Their feelings differed from the resolute Chechen fighters, who with their strong ethnic and cultural identity had a strong sense that they were fighting to protect both their country and their people.


Russia, like many other nations, has experienced several humiliating defeats in its long history. All of these defeats offered a moment of truth.


The defeat at the hands of the Swedes at the beginning of Peter the Great's reign demonstrated the peril of ignoring the achievements of Western civilization. The Crimean War in the middle of the 19th century pointed to the necessity of social change -- the liberation of Russian serfs from the yoke of landlords. The Russo-Japanese War indicated the necessity of the first Russian parliament, the Duma.

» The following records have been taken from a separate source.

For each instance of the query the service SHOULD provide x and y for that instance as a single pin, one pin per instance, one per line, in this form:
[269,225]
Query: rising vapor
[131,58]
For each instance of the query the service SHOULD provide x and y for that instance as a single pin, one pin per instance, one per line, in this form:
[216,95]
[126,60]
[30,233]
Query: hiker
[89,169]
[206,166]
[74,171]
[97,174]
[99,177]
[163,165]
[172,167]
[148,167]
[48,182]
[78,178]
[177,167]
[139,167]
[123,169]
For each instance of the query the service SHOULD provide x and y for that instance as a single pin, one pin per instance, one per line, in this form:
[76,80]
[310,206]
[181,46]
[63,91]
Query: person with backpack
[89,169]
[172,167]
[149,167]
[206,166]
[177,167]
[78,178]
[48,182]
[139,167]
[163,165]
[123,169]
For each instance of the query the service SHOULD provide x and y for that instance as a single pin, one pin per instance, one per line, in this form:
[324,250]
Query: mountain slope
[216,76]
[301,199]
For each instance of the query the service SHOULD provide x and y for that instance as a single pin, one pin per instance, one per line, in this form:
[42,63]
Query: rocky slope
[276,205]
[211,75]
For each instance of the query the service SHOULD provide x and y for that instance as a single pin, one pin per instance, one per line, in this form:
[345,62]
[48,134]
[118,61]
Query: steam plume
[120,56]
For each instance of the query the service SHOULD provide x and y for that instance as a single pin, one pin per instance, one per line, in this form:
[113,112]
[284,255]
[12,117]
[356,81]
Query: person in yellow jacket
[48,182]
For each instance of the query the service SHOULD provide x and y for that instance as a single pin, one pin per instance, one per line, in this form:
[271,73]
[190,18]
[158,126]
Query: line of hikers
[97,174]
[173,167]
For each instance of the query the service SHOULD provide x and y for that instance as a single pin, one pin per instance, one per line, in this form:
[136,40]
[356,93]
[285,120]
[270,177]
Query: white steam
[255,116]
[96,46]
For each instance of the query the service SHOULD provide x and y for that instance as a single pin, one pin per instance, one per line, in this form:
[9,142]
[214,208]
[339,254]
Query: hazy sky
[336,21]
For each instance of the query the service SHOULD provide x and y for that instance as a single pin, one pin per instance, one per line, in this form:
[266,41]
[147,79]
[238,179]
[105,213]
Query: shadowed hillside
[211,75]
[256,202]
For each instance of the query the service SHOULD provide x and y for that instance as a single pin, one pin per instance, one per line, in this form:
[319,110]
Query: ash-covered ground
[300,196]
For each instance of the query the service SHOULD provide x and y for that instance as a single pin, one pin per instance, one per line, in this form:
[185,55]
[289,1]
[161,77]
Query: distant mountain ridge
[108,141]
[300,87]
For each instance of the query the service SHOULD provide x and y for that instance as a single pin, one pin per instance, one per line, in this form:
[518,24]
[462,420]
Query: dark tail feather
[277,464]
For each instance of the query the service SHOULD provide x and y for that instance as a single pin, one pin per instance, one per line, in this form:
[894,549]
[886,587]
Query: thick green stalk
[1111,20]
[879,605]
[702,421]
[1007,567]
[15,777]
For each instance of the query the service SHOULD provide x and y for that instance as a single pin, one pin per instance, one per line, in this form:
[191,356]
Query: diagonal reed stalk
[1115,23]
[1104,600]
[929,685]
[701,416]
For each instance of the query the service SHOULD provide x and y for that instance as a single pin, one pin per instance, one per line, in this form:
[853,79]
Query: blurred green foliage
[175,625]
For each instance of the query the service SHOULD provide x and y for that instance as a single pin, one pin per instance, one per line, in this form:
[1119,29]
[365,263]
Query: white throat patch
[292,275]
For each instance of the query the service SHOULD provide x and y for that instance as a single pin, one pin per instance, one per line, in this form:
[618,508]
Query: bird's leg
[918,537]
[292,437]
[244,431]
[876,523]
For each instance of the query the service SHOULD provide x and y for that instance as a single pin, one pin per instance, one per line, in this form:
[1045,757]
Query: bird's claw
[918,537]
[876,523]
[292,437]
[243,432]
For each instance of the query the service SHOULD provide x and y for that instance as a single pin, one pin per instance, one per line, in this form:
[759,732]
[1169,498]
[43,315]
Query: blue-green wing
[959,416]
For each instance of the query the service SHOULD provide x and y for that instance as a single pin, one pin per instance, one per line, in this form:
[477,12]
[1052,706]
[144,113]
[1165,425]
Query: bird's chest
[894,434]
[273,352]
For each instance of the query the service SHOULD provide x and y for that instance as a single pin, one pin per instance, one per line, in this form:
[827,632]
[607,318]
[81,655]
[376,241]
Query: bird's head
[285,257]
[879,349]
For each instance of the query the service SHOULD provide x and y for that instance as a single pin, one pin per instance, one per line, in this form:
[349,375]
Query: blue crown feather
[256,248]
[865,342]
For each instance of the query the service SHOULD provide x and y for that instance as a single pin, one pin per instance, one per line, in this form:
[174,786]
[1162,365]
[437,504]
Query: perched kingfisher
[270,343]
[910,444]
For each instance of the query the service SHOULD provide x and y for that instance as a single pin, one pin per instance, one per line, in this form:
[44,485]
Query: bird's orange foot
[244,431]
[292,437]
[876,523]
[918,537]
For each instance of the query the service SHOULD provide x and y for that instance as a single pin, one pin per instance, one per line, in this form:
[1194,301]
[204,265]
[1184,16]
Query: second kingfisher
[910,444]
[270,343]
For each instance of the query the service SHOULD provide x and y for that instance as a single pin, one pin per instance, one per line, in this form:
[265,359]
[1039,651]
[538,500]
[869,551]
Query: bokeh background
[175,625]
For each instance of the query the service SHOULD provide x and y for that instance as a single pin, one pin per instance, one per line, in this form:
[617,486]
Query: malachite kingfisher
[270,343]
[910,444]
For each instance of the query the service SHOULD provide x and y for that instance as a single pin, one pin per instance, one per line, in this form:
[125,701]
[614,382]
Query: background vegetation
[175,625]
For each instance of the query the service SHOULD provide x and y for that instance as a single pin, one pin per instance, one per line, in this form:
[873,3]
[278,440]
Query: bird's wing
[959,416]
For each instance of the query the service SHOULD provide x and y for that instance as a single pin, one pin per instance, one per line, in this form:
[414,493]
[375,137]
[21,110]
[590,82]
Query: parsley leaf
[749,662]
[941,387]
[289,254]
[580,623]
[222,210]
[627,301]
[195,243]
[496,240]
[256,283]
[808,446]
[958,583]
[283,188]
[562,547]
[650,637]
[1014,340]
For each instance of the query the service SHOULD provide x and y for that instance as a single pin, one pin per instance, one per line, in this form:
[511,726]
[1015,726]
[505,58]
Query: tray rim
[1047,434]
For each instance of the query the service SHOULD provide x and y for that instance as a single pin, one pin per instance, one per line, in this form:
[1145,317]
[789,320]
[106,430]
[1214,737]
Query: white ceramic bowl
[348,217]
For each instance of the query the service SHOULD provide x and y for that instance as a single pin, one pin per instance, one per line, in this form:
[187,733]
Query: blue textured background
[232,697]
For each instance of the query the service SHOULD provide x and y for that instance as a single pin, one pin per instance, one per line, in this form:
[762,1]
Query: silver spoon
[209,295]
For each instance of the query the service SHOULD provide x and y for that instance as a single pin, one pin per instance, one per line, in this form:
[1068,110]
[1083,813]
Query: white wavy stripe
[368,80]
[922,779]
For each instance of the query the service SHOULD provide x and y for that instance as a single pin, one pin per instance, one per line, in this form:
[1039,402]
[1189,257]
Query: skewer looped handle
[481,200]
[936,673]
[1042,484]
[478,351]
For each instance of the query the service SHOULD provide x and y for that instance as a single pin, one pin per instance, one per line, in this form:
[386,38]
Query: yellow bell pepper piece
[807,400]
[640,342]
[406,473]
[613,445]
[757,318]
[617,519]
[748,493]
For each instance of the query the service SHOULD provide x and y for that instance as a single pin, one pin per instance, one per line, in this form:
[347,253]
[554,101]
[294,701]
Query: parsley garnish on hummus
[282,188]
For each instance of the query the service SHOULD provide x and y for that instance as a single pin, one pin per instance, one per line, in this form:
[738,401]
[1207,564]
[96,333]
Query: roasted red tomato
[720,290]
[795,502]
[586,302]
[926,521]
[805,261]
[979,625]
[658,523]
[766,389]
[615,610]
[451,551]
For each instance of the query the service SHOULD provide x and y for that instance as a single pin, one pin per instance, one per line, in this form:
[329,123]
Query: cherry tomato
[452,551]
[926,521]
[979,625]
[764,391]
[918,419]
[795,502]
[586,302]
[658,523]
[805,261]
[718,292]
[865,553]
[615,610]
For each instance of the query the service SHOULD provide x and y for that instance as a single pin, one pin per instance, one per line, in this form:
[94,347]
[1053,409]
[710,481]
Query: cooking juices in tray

The Chechen war, regardless of the immediate outcomes of the truce, indicates another problem, one that Russia has never experienced in its modern history -- a lack of a sense of identity and belonging. It also reveals a serious national illness, a lack of morale that has infected not only the army but the entire society.


If no conclusion is drawn from this defeat, or it is trivialized, as some of the statements of Lebed suggest, it would not, of course, necessarily be the death knell for the Russian Federation.


However, if this is merely the first in a series of blows to a foundation already weakened by the country's numerous other ills, the fate of the Russian Federation might be similar to that of the U.S.S.R.





Dmitry Shlapentokh is professor of history at Indiana University, South Bend. He contributed this comment to The Moscow Times.